Beflijster

Algemene informatie

Lengte: 24cm

De Beflijster (Turdus torquatus) is een broedvogel van woeste heidevelden, bergwouden, rotsige streken e.d. De beflijster voedt zich met weekdieren, bessen, insecten en hun larvenHet nest van de beflijster bestaat uit een typisch lijsternest, dat door het vrouwtje relatief laag in naaldbomen of moerasbos wordt gebouwd met takjes, stengels, gras, wortels en mos. De vier à vijf blauw-groen en bruin-gespikkelde eieren worden in twee weken uitgebroed. Het broedseizoen loopt van april tot augustus. Na 12 tot 14 dagen zijn de jongen volwassen.

Kenmerken

Een Adult Beflijster is herkenbaar aan zijn witte halvemaanvormige borstband. Het mannetje is minder gitzwart dan de Merel, vooral de vleugels zijn lichter. Het vrouwtje is bruiner, witachtige borstband met bruine golflijntjes (sommige individuen lijken veel op mannetjes).
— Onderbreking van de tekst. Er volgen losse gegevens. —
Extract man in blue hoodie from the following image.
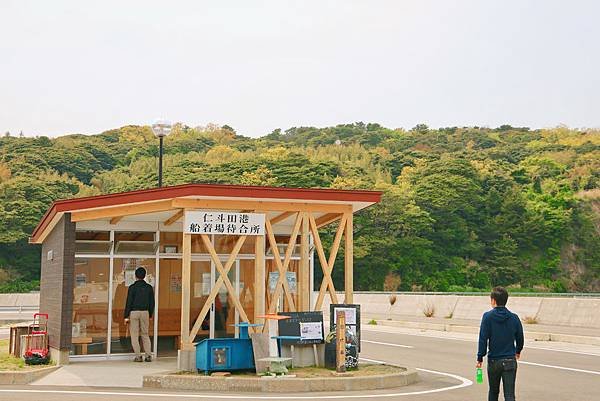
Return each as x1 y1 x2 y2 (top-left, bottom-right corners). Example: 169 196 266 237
477 287 524 401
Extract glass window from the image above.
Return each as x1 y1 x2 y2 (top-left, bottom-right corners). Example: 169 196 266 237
115 231 156 242
215 235 256 254
111 258 156 354
159 231 183 253
265 259 300 312
115 231 158 255
75 231 112 255
71 258 110 355
75 231 110 241
239 259 255 323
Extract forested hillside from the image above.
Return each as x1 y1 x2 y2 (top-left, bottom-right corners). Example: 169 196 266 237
0 123 600 292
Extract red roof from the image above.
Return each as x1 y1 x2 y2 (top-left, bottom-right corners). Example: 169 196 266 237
30 184 382 242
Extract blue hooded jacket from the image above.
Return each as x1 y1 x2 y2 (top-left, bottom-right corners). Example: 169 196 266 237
477 306 524 362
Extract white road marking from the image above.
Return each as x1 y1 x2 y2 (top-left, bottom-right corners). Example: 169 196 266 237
519 361 600 375
360 340 414 348
361 329 600 356
0 358 473 400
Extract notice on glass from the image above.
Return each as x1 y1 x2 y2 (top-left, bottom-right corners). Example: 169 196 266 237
269 272 279 293
269 272 298 294
124 270 135 287
169 273 181 292
333 308 356 324
300 322 323 340
194 282 202 298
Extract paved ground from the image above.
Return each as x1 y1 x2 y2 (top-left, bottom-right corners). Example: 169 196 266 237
0 326 600 401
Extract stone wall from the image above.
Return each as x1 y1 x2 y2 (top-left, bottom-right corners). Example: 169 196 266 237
40 213 75 350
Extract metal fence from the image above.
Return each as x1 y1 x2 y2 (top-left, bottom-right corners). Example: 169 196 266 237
354 291 600 298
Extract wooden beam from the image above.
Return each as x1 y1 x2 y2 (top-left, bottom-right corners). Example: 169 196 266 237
313 215 347 311
316 213 343 228
181 233 194 351
190 234 248 339
254 231 266 323
344 213 354 304
298 212 310 312
200 234 248 322
265 214 302 313
271 212 297 225
171 198 352 213
71 200 173 222
164 209 183 226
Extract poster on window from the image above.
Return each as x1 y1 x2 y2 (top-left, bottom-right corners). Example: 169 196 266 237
269 272 298 294
183 210 265 235
333 308 356 325
300 321 323 341
169 273 181 293
202 273 211 295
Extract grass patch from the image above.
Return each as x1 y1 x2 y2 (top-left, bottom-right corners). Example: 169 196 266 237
423 303 435 317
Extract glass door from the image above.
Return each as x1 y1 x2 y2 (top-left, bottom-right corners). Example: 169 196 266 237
110 257 156 354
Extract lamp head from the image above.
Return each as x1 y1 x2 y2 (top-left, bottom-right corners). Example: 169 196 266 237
152 119 172 138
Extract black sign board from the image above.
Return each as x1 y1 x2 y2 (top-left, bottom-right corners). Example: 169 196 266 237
329 304 361 352
277 311 325 344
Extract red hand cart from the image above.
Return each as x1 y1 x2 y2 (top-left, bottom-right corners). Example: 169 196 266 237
24 313 49 365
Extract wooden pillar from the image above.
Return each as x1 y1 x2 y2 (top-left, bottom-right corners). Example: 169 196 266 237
344 212 354 304
181 233 194 351
297 212 310 312
252 231 266 323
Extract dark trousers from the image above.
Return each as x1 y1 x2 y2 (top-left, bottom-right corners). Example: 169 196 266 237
488 358 517 401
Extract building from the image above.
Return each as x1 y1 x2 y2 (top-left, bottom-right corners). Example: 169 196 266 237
30 184 381 363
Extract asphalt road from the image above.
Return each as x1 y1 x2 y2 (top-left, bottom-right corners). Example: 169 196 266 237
0 328 600 401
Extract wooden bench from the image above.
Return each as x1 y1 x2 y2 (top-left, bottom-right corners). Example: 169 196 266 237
71 337 92 355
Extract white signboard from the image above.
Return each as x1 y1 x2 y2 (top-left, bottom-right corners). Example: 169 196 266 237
183 211 265 235
333 308 356 325
300 322 323 340
269 272 298 294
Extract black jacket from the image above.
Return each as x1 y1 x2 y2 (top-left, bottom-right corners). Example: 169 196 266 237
125 280 154 319
477 306 524 362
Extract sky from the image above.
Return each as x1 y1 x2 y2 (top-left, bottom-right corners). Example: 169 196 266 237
0 0 600 137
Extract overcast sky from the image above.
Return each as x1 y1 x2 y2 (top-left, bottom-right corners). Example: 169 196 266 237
0 0 600 136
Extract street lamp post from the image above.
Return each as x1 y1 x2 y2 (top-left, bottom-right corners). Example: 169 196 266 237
152 120 171 188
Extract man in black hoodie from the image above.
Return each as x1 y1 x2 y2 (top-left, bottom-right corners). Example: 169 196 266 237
477 287 524 401
125 267 154 362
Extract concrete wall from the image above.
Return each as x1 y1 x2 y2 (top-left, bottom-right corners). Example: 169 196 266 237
323 293 600 329
40 213 75 350
0 292 40 308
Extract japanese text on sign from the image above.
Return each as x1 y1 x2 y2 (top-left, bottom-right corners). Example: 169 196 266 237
183 211 265 235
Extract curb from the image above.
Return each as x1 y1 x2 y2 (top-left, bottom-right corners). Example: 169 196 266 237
142 368 419 393
375 320 600 346
0 366 60 385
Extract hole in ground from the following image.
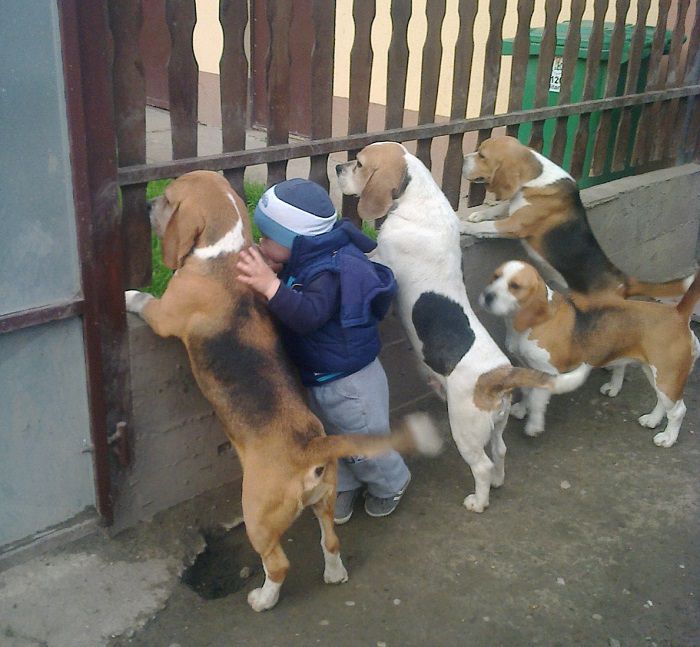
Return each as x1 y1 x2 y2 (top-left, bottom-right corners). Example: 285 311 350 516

De juv. Beflijsters zijn minder effen dan de juv. Merel, hij heeft een witachtige gele keel en een duidelijk gevlekte borst; ruit in nazomer. Sommige 1e-jaars vogels zijn soms helemaal donker, maar ze hebben dan toch  lichtere vleugels. De Beflijster is schuw en waakzaam. Tijdens trek vliegen ze met andere lijsters.

Geluid

De roep van de Beflijster is een klikkende 'tek-tek-tek-tek' maar tevens zacht, schril, Kramsvogelachtig getjilp. De zang met varianten, altijd simpel en melancholiek 'trienk trienk trienk' of 'tielúú-tielúú-tielúú', gevolgd door rustig gekwetter en lijkt op sommige dialecten van Koperwiek, maar rustig als van de Zanglijster.